Douglass intersperses his writing about Kennedy and the plot to kill him, with a discussion of the views of the Trappist monk, Thomas Merton. The connection is that Merton, a noted Catholic theologian in the 1950s and 1960s, was writing considerably at the time Kennedy took office about the pressing need for more dialogue between the nuclear superpowers and a move toward disarmament, in order to avoid a nuclear holocaust. He expressed his concerns in letters sent to a number of major public figures of the day, including Kennedy’s sister-in-law, Ethel Kennedy.

  Merton wrote that while he was skeptical about whether Kennedy had enough character to move away from the Cold War mindset and towards peace, he hoped he would. It’s not known whether any of Merton’s letters reached JFK himself.
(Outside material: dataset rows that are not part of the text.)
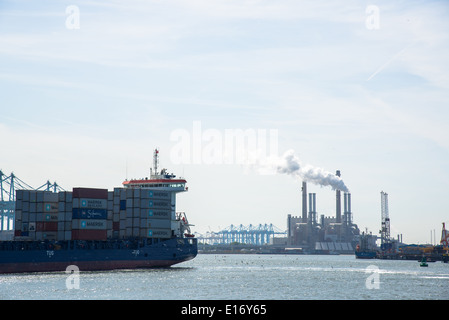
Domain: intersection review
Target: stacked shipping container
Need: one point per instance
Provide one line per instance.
(95, 214)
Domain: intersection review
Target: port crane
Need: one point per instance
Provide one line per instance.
(8, 186)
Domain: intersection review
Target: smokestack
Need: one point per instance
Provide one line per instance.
(312, 208)
(347, 207)
(304, 202)
(338, 216)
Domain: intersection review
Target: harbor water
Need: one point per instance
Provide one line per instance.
(243, 277)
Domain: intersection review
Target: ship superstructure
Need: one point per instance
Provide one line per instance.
(135, 226)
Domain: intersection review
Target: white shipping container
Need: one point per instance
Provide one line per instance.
(26, 195)
(50, 196)
(159, 233)
(158, 224)
(88, 224)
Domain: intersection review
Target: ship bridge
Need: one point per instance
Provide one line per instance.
(160, 180)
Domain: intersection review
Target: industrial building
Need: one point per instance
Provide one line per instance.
(323, 234)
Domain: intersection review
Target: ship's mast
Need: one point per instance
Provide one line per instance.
(155, 161)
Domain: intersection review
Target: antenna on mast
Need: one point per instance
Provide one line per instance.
(155, 160)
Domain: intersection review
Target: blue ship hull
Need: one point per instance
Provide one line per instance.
(20, 257)
(365, 254)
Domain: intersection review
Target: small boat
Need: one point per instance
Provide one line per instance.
(423, 262)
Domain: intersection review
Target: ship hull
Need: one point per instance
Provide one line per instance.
(162, 254)
(365, 254)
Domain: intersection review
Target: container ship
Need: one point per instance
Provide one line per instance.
(134, 226)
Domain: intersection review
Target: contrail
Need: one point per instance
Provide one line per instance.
(388, 62)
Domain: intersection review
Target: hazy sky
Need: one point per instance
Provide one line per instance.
(89, 88)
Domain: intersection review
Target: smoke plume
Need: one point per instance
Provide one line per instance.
(290, 164)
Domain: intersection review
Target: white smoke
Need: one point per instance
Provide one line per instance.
(290, 164)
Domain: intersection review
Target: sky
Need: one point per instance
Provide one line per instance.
(88, 89)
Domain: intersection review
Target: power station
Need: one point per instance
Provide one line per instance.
(327, 234)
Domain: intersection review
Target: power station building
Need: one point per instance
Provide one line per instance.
(323, 234)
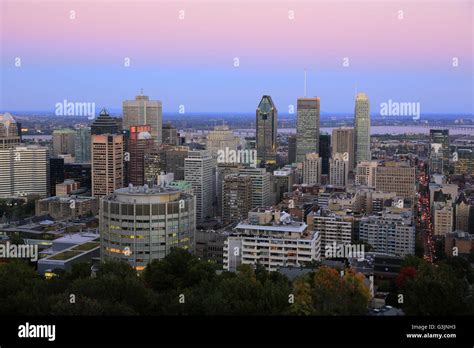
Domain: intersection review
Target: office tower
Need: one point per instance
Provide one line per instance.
(165, 216)
(283, 181)
(139, 143)
(464, 165)
(169, 134)
(462, 210)
(198, 171)
(439, 151)
(83, 145)
(236, 197)
(221, 138)
(266, 132)
(365, 173)
(104, 124)
(261, 186)
(107, 164)
(396, 177)
(442, 218)
(312, 168)
(81, 172)
(271, 238)
(24, 170)
(307, 127)
(60, 207)
(339, 170)
(362, 128)
(56, 173)
(222, 170)
(9, 132)
(292, 149)
(343, 141)
(324, 152)
(64, 142)
(332, 227)
(391, 233)
(142, 111)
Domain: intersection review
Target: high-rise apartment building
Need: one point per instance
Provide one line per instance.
(338, 169)
(271, 238)
(198, 170)
(307, 127)
(396, 177)
(64, 142)
(342, 141)
(143, 111)
(266, 131)
(261, 186)
(312, 168)
(333, 228)
(324, 152)
(105, 124)
(82, 145)
(439, 151)
(139, 143)
(107, 164)
(362, 128)
(236, 197)
(24, 170)
(292, 149)
(365, 173)
(392, 233)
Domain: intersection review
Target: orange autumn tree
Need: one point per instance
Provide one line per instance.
(336, 295)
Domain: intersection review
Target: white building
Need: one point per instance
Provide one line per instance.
(24, 170)
(312, 167)
(198, 170)
(271, 238)
(261, 186)
(392, 232)
(331, 226)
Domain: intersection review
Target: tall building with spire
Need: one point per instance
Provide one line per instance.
(143, 111)
(9, 132)
(362, 128)
(104, 124)
(307, 127)
(266, 132)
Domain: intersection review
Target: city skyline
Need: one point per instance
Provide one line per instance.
(400, 61)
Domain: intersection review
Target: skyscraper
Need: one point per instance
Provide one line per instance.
(307, 127)
(107, 163)
(24, 170)
(142, 111)
(439, 151)
(104, 124)
(325, 152)
(198, 170)
(312, 168)
(9, 131)
(236, 197)
(64, 142)
(339, 170)
(82, 145)
(343, 141)
(362, 128)
(266, 132)
(139, 143)
(292, 149)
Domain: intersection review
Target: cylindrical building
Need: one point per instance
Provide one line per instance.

  Douglass based part of his book title on a term that Merton coined in the mid-sixties --- “The Unspeakable.”  Merton came up with the term as the nation was rocked by the assassinations of Kennedy, his brother Robert, Martin Luther King and the mounting death toll in Vietnam.

  “The Unspeakable” referred to a moral depravity on the part of many of the nation’s leaders and individuals who are part of the secretive intelligence/national security apparatus. Put in another way, Merton felt there was a moral void on the part of people in power, a void which allows them to perpetrate massive crimes, such as assassinations, wanton bombing of other countries and torture, with no accountability.
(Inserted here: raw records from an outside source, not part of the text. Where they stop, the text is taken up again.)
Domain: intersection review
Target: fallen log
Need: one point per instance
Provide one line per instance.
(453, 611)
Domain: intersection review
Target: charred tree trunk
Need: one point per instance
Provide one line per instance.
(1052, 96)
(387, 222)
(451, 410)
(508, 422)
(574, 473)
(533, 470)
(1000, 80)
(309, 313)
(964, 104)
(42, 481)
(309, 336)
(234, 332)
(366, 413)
  But The Unspeakable affects the nation’s citizens as well, Merton said. Lulled to sleep by a media which rarely asks government leaders about what’s really going on and always paints a positive picture about the country's actions abroad, people live in a “climate of denial” about the possibility that terrible things are being done to maintain American power.

   “JFK and the Unspeakable” is a remarkable book that I recommend to everyone. While I have already read quite a bit about the Kennedy assassination, this book gave me even more information and perspective. The book brought home again the power and ruthlessness of our national security state.

    I was particularly moved by Douglass’s writing on John Kennedy’s transformation from Cold War hardliner to peace advocate.

  I agree with Douglass’s assertion that we owe a debt of gratitude to John Kennedy, and his partner in peacemaking, Nikita Khrushchev, for taking steps to create a more peaceful relationship between the two superpowers and for pulling the world back from nuclear annihilation.